Let me see if I understand these credit default swaps (CDS) ...

They are a form of insurance ... highly profitable to the issuers up to now ... depending how the rate of default ... which was calculated as relatively manageable ... up to now ... when the sub-prime mortgages went in the tank ... meaning that sub-prime default's could bring down the whole $62 Trillion CDS thing ...

See ... the brilliant global financial sector mathematicians calculated the default risk as manageable with big payouts to the "insurance" salespersons ... so they took their fees upfront ...

oops!

So ... the REAL problem seems to be that if the mortgages go south ... they exceed the CDS inndustry rate of default and the $62 Trillion CDS industry goes south right behind it ... now THAT is going to be exciting!

Will the $700 Billion stem the southward flow?

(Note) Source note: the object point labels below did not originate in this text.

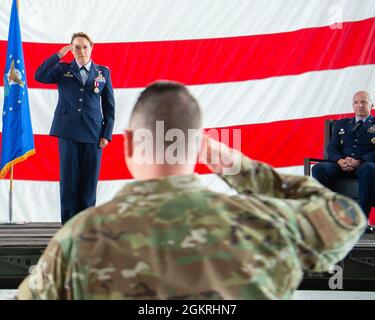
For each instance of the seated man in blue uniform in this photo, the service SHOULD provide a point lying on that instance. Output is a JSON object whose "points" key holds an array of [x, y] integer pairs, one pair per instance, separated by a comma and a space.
{"points": [[352, 152], [83, 121]]}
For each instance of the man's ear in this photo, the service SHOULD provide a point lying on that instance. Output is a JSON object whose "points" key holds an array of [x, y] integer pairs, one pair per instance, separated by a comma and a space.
{"points": [[128, 143]]}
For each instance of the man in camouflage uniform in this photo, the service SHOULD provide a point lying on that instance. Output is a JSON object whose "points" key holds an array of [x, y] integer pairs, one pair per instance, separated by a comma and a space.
{"points": [[165, 236]]}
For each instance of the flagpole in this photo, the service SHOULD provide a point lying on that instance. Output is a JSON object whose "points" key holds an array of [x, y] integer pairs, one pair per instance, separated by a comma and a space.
{"points": [[11, 195]]}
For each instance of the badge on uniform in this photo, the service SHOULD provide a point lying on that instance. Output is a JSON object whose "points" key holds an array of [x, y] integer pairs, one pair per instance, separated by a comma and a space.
{"points": [[97, 80], [68, 74]]}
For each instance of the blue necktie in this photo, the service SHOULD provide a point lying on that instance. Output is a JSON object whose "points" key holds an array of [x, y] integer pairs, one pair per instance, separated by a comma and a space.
{"points": [[357, 127]]}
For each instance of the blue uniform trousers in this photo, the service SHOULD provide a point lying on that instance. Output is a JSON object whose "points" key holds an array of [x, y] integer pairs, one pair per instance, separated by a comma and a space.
{"points": [[326, 172], [79, 173]]}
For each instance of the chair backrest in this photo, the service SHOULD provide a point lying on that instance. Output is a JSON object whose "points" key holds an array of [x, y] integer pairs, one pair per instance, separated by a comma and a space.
{"points": [[328, 131]]}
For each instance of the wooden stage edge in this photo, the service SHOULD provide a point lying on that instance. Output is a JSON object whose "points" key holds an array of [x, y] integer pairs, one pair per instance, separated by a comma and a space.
{"points": [[37, 234], [21, 245]]}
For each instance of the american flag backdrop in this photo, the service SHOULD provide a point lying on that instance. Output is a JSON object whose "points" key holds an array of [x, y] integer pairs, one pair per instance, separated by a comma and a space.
{"points": [[276, 69]]}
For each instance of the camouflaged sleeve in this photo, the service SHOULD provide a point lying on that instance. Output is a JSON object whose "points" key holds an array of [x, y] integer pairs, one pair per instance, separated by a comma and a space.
{"points": [[255, 178], [46, 280], [323, 225]]}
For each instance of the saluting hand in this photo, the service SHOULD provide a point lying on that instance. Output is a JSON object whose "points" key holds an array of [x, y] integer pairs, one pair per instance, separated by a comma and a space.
{"points": [[64, 50], [220, 158]]}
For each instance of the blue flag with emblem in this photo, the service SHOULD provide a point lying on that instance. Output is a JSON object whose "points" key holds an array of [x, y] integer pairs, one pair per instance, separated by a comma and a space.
{"points": [[17, 134]]}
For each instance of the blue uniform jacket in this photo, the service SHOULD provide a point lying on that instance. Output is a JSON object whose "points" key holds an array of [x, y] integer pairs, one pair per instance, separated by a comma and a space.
{"points": [[81, 114], [345, 143]]}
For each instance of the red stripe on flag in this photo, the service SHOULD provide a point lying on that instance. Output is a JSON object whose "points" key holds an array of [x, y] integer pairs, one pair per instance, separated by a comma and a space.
{"points": [[219, 60], [281, 144]]}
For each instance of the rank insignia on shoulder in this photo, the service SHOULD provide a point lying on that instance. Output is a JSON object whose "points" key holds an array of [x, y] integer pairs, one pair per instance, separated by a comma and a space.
{"points": [[68, 74]]}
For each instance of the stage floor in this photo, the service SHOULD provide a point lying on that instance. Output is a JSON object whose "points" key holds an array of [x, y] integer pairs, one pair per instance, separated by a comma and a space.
{"points": [[27, 234], [38, 235], [21, 245]]}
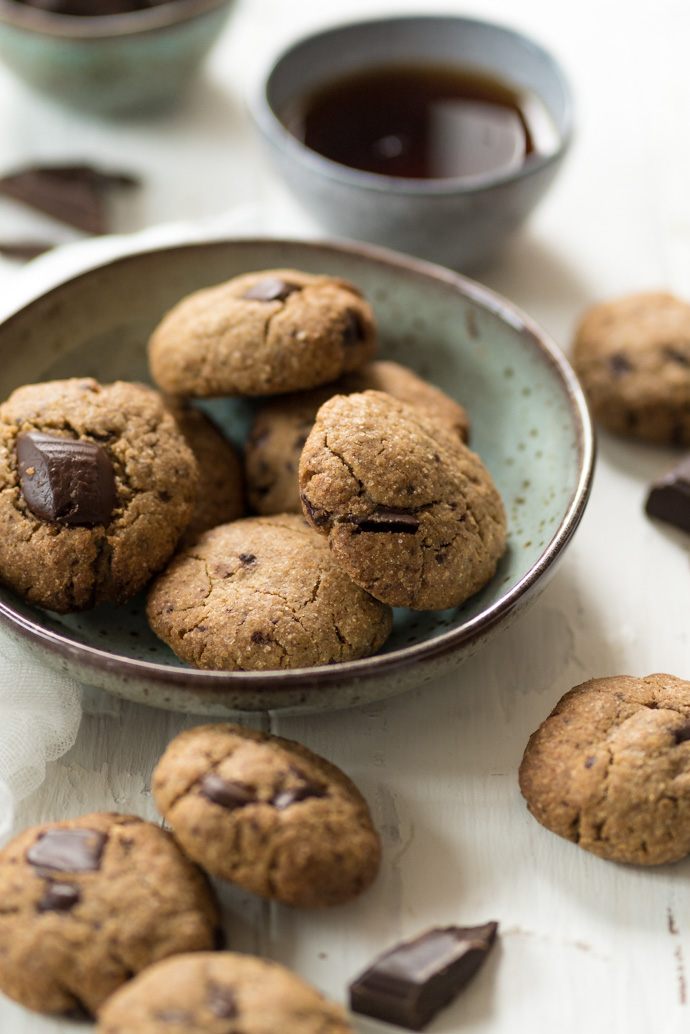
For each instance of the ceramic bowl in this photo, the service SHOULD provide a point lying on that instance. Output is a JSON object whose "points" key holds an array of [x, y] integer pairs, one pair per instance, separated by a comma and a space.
{"points": [[111, 65], [458, 222], [530, 426]]}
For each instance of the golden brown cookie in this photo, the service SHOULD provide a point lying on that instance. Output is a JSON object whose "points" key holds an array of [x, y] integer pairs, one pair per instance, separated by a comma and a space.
{"points": [[609, 768], [633, 359], [219, 994], [267, 814], [88, 902], [280, 427], [263, 333], [411, 514], [260, 594], [97, 487]]}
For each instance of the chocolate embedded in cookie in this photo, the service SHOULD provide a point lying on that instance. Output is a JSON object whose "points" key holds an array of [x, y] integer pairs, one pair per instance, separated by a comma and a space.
{"points": [[219, 994], [633, 359], [281, 427], [609, 768], [410, 512], [267, 814], [260, 594], [98, 486], [263, 333], [88, 902]]}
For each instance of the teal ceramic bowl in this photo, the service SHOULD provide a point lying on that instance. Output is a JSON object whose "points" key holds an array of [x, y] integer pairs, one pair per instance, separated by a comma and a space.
{"points": [[113, 65], [530, 425]]}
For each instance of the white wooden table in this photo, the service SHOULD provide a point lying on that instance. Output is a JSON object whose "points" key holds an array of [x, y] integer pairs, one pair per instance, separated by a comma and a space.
{"points": [[586, 945]]}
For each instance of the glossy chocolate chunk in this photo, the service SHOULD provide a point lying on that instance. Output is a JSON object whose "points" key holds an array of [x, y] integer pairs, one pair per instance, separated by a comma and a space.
{"points": [[227, 792], [669, 497], [271, 290], [59, 898], [64, 480], [67, 850], [413, 981]]}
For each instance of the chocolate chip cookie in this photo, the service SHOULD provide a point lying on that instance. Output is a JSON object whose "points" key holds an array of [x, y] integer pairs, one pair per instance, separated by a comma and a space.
{"points": [[260, 594], [88, 902], [410, 513], [280, 427], [633, 359], [97, 487], [267, 814], [609, 768], [263, 333], [219, 994]]}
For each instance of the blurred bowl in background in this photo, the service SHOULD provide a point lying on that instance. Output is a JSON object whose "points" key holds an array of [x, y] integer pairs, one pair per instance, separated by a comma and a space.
{"points": [[114, 64], [457, 220]]}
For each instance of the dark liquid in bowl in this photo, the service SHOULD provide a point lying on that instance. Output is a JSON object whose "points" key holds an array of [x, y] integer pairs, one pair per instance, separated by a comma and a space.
{"points": [[422, 123]]}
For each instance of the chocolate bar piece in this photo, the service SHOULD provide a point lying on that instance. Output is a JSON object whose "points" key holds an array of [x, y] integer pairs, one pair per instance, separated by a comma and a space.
{"points": [[669, 497], [413, 981]]}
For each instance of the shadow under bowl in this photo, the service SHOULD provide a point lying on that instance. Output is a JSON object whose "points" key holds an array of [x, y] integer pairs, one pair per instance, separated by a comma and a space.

I don't think anyone knows for sure.

Anyhow that's how I would look at it ...

What's more ...

It seems obvious that the reason that Secretary Paulson and Chairman Bernanke want unrestricted flexibility in the use of the $700 Billion is that they do not KNOW where the money needs to go to stave off the collapse of the $62 Trillion CDS industry ...

Now THAT would explain their urgency and fear ...

The problem then becomes of their not being up front with us or Congress ... apparently because "they know what is best for us" and "we can't handle the truth."

And without transparency we don't know if this will work.

So what they are really telling us -- in my opinion -- is that if the plan is not approved, the $62 Trilllion CDS industry will in all likelihood fail ... and if it is approved, we don't know whether it will fail or not.

And Paulson and Bernanke want us to trust them?!

OK, that being said ... let's take another look at the credit default swaps (CDS) ... because from my pov, unless we get a handle on the risk involved in these things we don't know whether the the $700 Billion bailout will work or not ...

See, apparently CDS's were sold as insurance without the "experience" analyses of rates of disability, morbidity, mortality, fertility and other contingencies as in the forms of insurance with which we are more familiar. The actuaries (specialized mathematicians) used SOMETHING to calculate the rates for selling CDS's. The Senate banking committee looking into this mess should be asking for the THAT information ... to determine just how big a scam has been perped by the global financial sector gurus.

I would suggest that they based the rates on a guess with an eye toward how much they could generate in fees and bonuses, and NOT on anything real ... and if that can be proved, isn't it fraud? or shouldn't it be?

I mean, if you paid life insurance to an insurance company only to find out the company was going bankrupt because it had not set aside enough to pay off your policy ... but had paid its salespersons and executives high salaries, fees, and bonuses ... and then asked your heirs to take out a loan to pay off your policy?

And somebody actually thought this was a good idea? ANY kind of idea except bad?!